An Eye On the Public Record

Dawn Fraser, Dawn: One Hell of a Life. Sydney: Hodder Headline, 2001.

Reviewed by Margaret Henderson.

Since I'm reviewing an autobiography publicised as somewhat confessional, I'll begin by making two relevant confessions. First, I am not a fan of the sport of swimming, and the particularly Australian love affair with it that is reignited around the time of the Olympics, the Commonwealth Games, and World titles, where our national pride swells and erupts at our supposed world supremacy (in a sport taken seriously in only a handful of countries). Second, and related to this, Dawn Fraser has never been one of my sporting heroines and I have never entirely understood the national fascination with her. I guess I'm more of the Cuthbert/ Jackson/ Strickland/ Boyle/ Goolagong school. I have, however, been an elite athlete; thus, I have experienced the strange joys and painful contradictions that come with being a female athlete in a still resolutely masculinist domain. So I am really interested in why 'our Dawn' became just that, and in how a superb athlete might write her life.

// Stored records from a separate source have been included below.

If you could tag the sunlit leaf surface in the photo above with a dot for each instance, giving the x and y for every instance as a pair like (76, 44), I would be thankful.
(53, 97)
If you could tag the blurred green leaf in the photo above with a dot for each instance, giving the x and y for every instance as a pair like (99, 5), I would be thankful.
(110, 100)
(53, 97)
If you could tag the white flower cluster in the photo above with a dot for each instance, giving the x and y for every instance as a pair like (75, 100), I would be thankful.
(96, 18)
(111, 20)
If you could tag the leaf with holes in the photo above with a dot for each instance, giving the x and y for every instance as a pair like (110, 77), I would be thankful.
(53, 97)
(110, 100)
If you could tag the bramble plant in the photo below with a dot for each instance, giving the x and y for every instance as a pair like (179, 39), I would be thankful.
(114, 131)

Dawn: One Hell of a Life provides answers to both those questions, but not without some disappointments. The book's title and the genre of sports autobiographies are clues to how Dawn's life is narrated. We are faced with the limitations of the conventional sports autobiography: ghost written, reading like a fairly direct transcription of interview tapes, heavy on detailed narration but light on introspection, and in need of more editing. The emphasis is on chronicling that hell of a life and, from the evidence Dawn presents, it has indeed been a tumultuous saga of public triumph and trouble, and private pain. We get, in a largely controlled fashion, the downsides of her life when she slipped from public view in the late 1960s-1970s; the continual struggle to make ends meet whilst competing as an elite athlete; personal heartbreak about rape and abortion; tragic deaths in the family; and the failed relationships (straight and lesbian). These join the more often recounted public stories about sporting success, larrikin escapades, constant battles with the sporting establishment, and her new careers as a publican and a member of the New South Wales parliament.

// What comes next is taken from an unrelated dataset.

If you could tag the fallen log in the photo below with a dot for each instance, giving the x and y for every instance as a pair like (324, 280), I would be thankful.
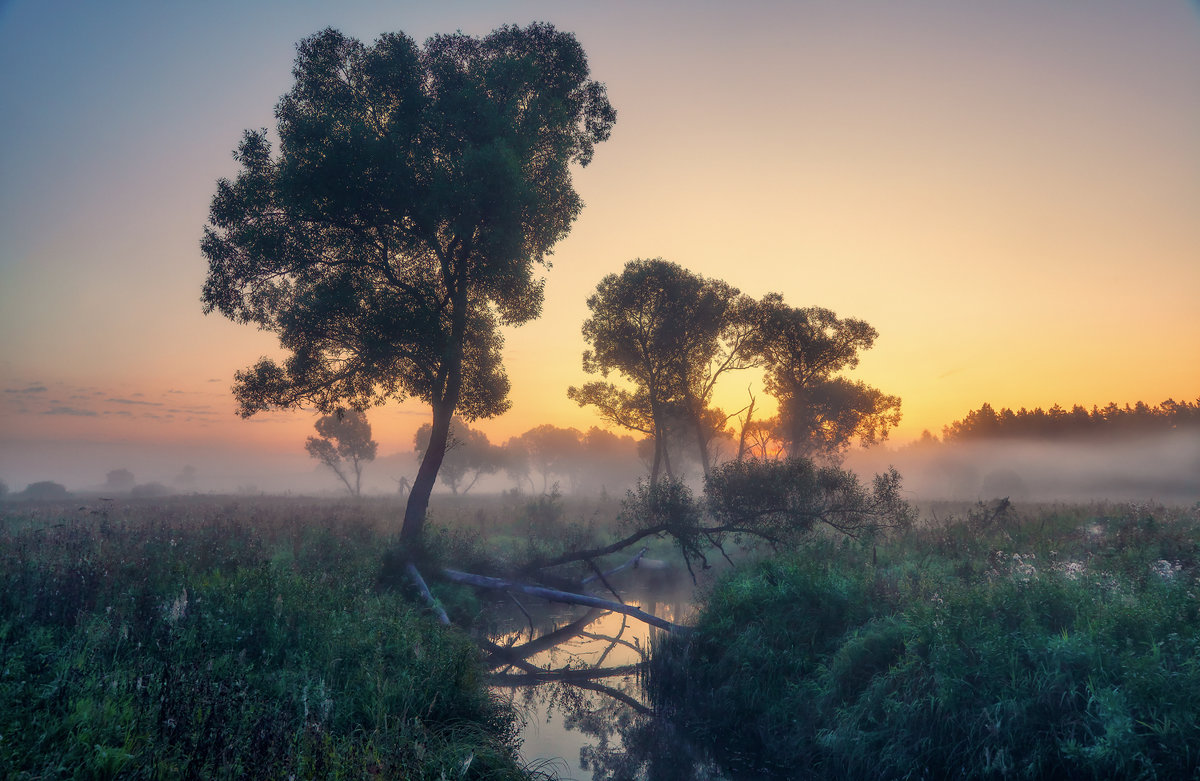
(628, 564)
(555, 595)
(425, 593)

Even with all these ingredients, however, the story still drags at times and something is missing. When you read sports autobiographies, you want to get beneath the statistics and the legendary feats in order to find a different version of the human who happens to be physically gifted, and to experience vicariously just what it might be like to be that kind of body and mind. In Dawn, we get one race after another, one party after another, and name after name of famous people she meets in her travels. Yet, disappointingly, any introspective moments about what it is to be a great athlete are rare, as are descriptions of how the body felt/feels, and how the mind handled the pressure. Fraser tells us that the training was hard, the water often cold, the body tired, but the description never goes beyond this superficial level. When she does drop the public voice of narrative and exposition, the moments are insightful and revealing: 'I have never felt beautiful on land the way I do when I'm in the water. When you're at that stage of fitness and going into competition it's like a love affair…. It is an extremely sensuous experience to swim at that level of oneness with the water, feeling a tingling sensation on the fingertips and the skin' (p.109).

Interestingly, the most personal and engaging parts of the book are the early sections where she recalls her childhood growing up working class in Balmain. Fraser evokes a suburb and a hard way of life now largely vanished, and she tells some wonderful anecdotes. She worked for the SP bookie, Lenny McPherson at the age of eleven, and she describes how she got her friends to dive bomb the middle-class swim squad from Drummoyne when they tried to train in her pool. Fraser really did achieve against the odds, with no AIS, no sponsors, no heated pools, no media jobs to help her, just full-time work and full-time training. In this way, her early working-class life is central to understanding her drive, rebelliousness, and search for recognition (often from famous people). If we don't necessarily discover a different Dawn, we at least gain an account of a different era of sport.

And we also see how national legends get (re)constructed. By this, I don't just mean the tendency in the book for Dawn to replace self-analysis with the easier option of reverting to the national stereotypes of larrikinism, working-class battlers, or the working class made good. I mean, as well, the basic narrative of Dawn's rise and fall from grace, and her eventual reinstatement to her rightful place in the national pantheon as 'Our Dawn' (indeed, she has been described as a national living treasure). Her slow climb back to public prominence in the 1980s and 1990s is a case study of the intersection of an ex-athlete with the codes of national identity, and the expanding sports industry and bureaucracy. Thus Dawn: One Hell of a Life provides dual insights: first, into a collective psyche constructed through those stereotypes, desirous of heroes, and in love with sport; and second, into a working-class female champion who relies on those largely male mythologies for a sense of self (and an income).

Margaret Henderson is a lecturer in the Contemporary Studies Program at the University of Queensland, Ipswich Campus. She is writing a cultural and political history of twentieth century Australian feminism.